Solid-phase peptide synthesis (SPPS) has been widely used for the preparation of many of biologically significant peptides. Since its inception, the methodologies have been the subject of continuous refinement, which has lead to a better understanding of side reactions, hence improved quality and efficiency of syntheses. Furthermore, preparation of peptides by chemical means allows modifications that are otherwise inaccessible using recombinant DNA technology, including structural changes, such as backbone cyclisation and modifications to internal disulfide bonds, which provide further insight into the role of structure and activity.
Of particular interest are the peptides isolated from the venom of Conus species, or conotoxins. This diverse class of molecules provides a diverse source of ion channel neurotoxins. Their high potency and selectivity for different ion channel sub-types makes them excellent
pharmacological tools for studying the nervous system. Furthermore, they have generated much interest as potential drug leads for the treatment of pain and other neurological disease states. The high potency and selectivity exhibited by conotoxins is owed to their multiply disulfide bonded frameworks, which stabilises their conformation in solution.
While modification to the structural framework of peptides by cyclisation and replacement of disulfide bonds with a similar chemical moiety have been demonstrated to improve physical and biological properties, the consequence of these structural modifications on conotoxins is unknown. Therefore, the broad objective of this thesis is to explore the consequences of modifying the structural framework of conotoxin molecules, particularly with respect to the cysteine frameworks.

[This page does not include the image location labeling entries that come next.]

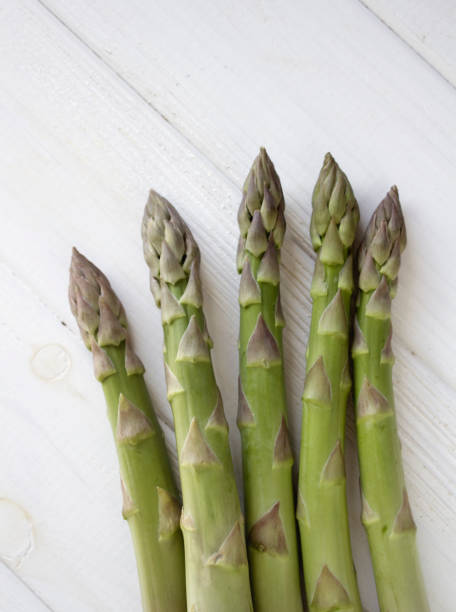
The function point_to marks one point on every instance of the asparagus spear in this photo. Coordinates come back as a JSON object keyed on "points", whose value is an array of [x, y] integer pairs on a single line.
{"points": [[262, 418], [215, 554], [322, 506], [386, 511], [149, 494]]}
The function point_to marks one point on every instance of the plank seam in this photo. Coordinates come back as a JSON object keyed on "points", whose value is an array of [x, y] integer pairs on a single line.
{"points": [[28, 587], [134, 90], [406, 42]]}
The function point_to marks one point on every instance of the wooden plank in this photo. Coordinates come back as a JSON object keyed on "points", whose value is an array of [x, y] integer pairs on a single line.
{"points": [[79, 150], [428, 27], [15, 596]]}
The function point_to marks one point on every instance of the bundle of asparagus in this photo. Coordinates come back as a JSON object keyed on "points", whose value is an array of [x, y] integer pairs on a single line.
{"points": [[216, 573], [150, 503], [262, 417], [213, 527]]}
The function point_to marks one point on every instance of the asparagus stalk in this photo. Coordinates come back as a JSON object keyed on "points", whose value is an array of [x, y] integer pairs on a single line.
{"points": [[329, 572], [262, 418], [386, 516], [217, 575], [149, 494]]}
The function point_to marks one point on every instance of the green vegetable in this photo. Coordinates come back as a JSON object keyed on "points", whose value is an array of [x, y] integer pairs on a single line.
{"points": [[329, 572], [386, 511], [212, 523], [150, 502], [262, 418]]}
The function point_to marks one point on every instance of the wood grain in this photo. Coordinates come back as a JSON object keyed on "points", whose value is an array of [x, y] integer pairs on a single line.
{"points": [[428, 27], [97, 104]]}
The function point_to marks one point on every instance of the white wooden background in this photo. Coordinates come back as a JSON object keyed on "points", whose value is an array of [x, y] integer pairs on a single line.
{"points": [[100, 101]]}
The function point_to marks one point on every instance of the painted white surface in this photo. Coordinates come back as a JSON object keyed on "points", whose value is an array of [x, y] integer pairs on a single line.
{"points": [[428, 26], [97, 104]]}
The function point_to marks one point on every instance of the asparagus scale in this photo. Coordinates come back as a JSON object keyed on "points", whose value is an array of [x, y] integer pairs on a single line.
{"points": [[150, 501], [329, 572], [386, 516], [262, 417], [217, 575]]}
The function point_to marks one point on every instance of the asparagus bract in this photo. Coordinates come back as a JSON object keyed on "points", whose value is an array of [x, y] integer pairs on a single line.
{"points": [[322, 506], [150, 503], [262, 418], [215, 553], [386, 511]]}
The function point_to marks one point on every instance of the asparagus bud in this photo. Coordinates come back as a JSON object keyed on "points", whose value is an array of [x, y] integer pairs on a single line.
{"points": [[386, 513], [216, 561], [322, 507], [150, 503]]}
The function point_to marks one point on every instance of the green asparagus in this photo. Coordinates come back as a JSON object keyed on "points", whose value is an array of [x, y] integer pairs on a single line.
{"points": [[386, 510], [329, 572], [262, 418], [217, 574], [150, 503]]}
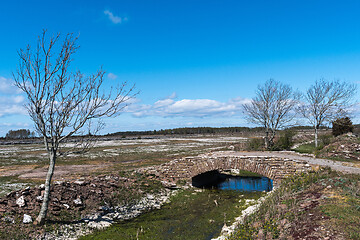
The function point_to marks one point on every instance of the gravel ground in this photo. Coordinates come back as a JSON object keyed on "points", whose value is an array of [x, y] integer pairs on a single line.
{"points": [[336, 165]]}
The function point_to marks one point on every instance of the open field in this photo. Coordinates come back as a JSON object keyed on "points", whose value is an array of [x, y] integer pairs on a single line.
{"points": [[26, 164]]}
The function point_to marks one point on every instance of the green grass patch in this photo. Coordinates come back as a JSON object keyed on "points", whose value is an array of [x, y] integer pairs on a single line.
{"points": [[189, 215]]}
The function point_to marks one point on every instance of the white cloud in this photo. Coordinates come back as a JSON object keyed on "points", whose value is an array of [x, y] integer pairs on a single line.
{"points": [[112, 76], [12, 105], [189, 108], [113, 18], [7, 86]]}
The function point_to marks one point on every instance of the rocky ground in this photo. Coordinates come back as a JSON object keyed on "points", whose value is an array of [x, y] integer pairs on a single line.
{"points": [[77, 207], [320, 205], [346, 147]]}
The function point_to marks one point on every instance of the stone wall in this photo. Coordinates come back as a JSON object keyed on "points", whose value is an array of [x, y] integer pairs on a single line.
{"points": [[274, 168]]}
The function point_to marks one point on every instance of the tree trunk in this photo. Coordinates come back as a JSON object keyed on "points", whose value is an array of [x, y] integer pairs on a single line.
{"points": [[44, 207], [266, 139], [316, 137]]}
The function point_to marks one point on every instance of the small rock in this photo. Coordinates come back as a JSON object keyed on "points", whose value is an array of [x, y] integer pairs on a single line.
{"points": [[78, 201], [21, 201], [9, 219], [27, 219], [79, 182], [59, 182], [39, 198]]}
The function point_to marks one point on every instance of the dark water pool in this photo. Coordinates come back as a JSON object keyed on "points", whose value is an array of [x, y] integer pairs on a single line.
{"points": [[249, 184], [221, 181]]}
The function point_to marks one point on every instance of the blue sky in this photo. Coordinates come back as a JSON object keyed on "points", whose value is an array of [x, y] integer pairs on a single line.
{"points": [[194, 62]]}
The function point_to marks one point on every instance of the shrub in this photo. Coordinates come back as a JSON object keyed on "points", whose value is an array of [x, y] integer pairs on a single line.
{"points": [[256, 144], [285, 141], [341, 126]]}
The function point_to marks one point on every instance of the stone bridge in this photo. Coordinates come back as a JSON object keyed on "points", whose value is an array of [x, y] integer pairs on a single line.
{"points": [[275, 168]]}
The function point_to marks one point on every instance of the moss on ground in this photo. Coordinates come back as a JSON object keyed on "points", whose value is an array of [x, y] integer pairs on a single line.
{"points": [[189, 215]]}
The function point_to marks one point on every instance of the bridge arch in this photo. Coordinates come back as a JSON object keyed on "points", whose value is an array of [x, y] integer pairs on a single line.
{"points": [[275, 168]]}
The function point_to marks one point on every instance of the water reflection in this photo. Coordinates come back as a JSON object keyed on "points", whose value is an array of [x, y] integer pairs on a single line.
{"points": [[249, 184], [215, 179]]}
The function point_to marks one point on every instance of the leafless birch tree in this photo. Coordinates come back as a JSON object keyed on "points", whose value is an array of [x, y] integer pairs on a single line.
{"points": [[272, 108], [326, 101], [62, 103]]}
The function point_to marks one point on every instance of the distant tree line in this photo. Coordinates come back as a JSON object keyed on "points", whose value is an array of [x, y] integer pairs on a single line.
{"points": [[277, 106], [189, 130], [20, 134]]}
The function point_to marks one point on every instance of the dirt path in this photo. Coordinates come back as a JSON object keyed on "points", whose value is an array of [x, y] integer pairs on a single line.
{"points": [[336, 165]]}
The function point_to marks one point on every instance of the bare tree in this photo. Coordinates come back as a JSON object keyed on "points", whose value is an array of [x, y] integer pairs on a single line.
{"points": [[62, 103], [325, 101], [272, 108]]}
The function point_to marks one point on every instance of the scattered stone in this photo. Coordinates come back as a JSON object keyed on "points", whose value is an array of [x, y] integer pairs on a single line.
{"points": [[21, 201], [27, 219], [9, 219], [39, 198], [78, 201], [81, 183]]}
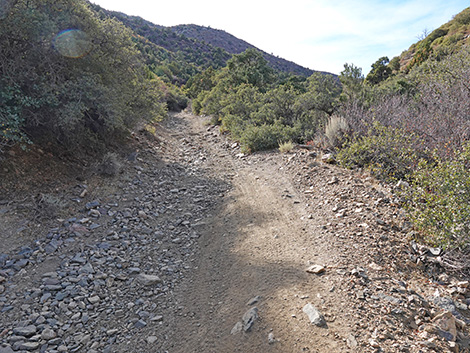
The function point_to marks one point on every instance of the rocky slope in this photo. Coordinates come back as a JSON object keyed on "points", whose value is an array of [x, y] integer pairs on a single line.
{"points": [[194, 247]]}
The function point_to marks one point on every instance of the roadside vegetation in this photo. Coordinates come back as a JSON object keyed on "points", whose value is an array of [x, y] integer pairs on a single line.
{"points": [[77, 78]]}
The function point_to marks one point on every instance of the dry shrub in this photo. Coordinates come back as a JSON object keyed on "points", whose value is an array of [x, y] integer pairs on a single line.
{"points": [[285, 147], [335, 131]]}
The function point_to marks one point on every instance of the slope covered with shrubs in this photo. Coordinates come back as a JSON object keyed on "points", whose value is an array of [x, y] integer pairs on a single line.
{"points": [[69, 77], [411, 125]]}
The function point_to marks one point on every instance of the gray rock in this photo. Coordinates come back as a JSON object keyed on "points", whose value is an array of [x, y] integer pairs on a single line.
{"points": [[26, 331], [6, 350], [314, 315], [237, 328], [152, 339], [249, 318], [140, 324], [29, 346], [92, 204], [254, 300], [148, 280], [48, 334]]}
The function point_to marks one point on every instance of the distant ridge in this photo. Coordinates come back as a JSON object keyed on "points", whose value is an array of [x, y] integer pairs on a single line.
{"points": [[197, 45], [233, 45]]}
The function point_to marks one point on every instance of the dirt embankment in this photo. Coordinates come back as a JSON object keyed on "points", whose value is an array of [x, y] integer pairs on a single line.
{"points": [[194, 247]]}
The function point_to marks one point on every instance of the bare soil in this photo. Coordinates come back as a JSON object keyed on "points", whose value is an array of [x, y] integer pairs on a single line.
{"points": [[277, 215]]}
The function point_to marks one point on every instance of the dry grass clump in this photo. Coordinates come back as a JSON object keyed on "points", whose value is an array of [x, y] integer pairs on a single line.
{"points": [[286, 147]]}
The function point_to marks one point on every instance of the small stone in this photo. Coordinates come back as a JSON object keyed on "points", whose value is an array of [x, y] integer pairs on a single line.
{"points": [[152, 339], [254, 300], [94, 299], [26, 331], [48, 334], [328, 158], [6, 350], [402, 185], [373, 343], [435, 251], [249, 318], [237, 328], [314, 315], [92, 204], [140, 324], [316, 269], [351, 341], [148, 280], [29, 346]]}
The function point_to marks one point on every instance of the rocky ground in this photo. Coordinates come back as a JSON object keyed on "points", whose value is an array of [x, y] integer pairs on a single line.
{"points": [[189, 246]]}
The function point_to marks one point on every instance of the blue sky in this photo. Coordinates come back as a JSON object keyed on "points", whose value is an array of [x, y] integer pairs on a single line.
{"points": [[318, 34]]}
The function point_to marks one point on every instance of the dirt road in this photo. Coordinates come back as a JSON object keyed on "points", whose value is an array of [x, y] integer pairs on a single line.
{"points": [[259, 243], [193, 247]]}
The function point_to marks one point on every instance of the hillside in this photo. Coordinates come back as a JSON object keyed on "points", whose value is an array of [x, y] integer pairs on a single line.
{"points": [[233, 45], [445, 40], [196, 45]]}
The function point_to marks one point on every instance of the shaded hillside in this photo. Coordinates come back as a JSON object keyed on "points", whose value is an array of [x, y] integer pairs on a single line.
{"points": [[161, 45], [445, 40], [233, 45]]}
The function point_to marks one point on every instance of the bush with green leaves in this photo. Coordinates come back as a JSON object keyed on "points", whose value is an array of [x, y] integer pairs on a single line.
{"points": [[265, 137], [438, 202], [69, 77], [391, 154]]}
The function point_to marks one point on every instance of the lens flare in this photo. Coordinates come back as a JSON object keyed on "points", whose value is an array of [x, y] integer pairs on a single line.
{"points": [[72, 43]]}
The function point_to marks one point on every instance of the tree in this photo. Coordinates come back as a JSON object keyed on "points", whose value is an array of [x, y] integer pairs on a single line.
{"points": [[69, 76], [380, 71], [352, 80], [251, 68], [324, 91]]}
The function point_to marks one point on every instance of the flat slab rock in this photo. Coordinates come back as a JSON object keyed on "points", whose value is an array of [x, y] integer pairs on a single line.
{"points": [[314, 315], [249, 319]]}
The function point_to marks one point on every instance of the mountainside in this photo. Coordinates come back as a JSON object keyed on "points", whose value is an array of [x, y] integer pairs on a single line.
{"points": [[445, 40], [233, 45], [195, 45]]}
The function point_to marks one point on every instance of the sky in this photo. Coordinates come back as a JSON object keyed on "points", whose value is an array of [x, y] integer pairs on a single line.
{"points": [[322, 35]]}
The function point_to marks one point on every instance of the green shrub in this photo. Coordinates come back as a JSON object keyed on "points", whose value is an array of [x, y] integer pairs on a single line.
{"points": [[176, 100], [70, 86], [439, 200], [336, 130], [285, 147], [265, 137], [389, 153]]}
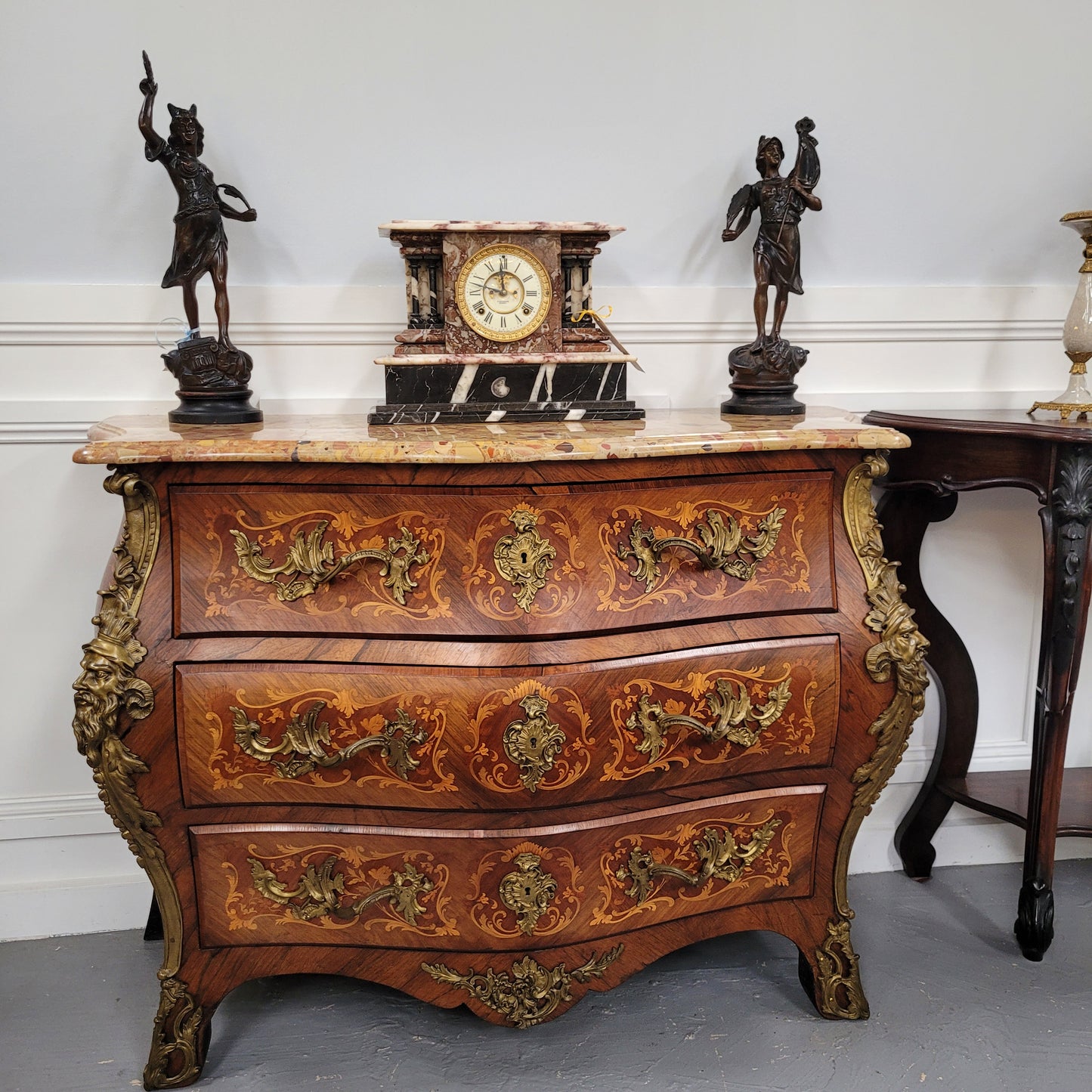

The specific aims and outcomes of this thesis include:
• Characterisation and chemical synthesis
of a previously unidentified peptide from the venom of Conus textile, designated as Tx1473. The disulfide bond pattern was determined by chemical synthesis, using directed disulfide bond formation, revealing a unique cysteine framework and loop structure.
• Investigation of the impact of N-to-C cyclisation of α-conotoxin Iml through the use of a variable length spacer unit on the formation of the disulfide bond framework. A directed disulfide bond formation strategy and random oxidation strategy demonstrated that formation of different ratios of disulfide bond isomers in solution was dependent on the size of the spacer. Additionally, it was shown that although the activity of the cyclic analogues decreased significantly from that of native α-conotoxin Iml, a greater resistance to enzymatic degradation was exhibited by selected analogues, indicating that cyclisation can improve in vivo stability of
• Examination of the effects of substitution of one or both of the disulfide bonds of a-conotoxin Iml with highly oxidisable diselenide bonds. Incorporation of diselenide bonds was achieved using modified Boc SPPS procedures. Systematic replacement of disulfide bonds resulted in a higher stability in a reducing environment, with little change in activity at the α7 nicotinic acetylcholine receptor. It was also shown that replacement of disulfide bonds with diselenide bonds in conotoxins has very little impact on the three-dimensional structure as demonstrated by nuclear magnetic resonance (NMR) spectroscopy.
• Synthesis of an N-to-C cyclic and diselenide containing analogue of χ-conotoxin MrIA was achieved using strategies based on methods developed during this thesis. Three-dimensional structural studies by circular dichroism (CD) and NMR spectroscopy demonstrated a structure similar to the native structure of
MrIA. The use of intramolecular selenocysteine mediated chemical ligation also allowed synthetic access to an N-to-C cyclic diselenide-containing analogue. Radioligand binding experiments showed that the affinity to the noradrenaline transporter (NET) was not significantly altered by these structural modifications.
The results presented in this thesis demonstrate that modifications to the structural framework can improve the physical and chemical properties of conotoxins.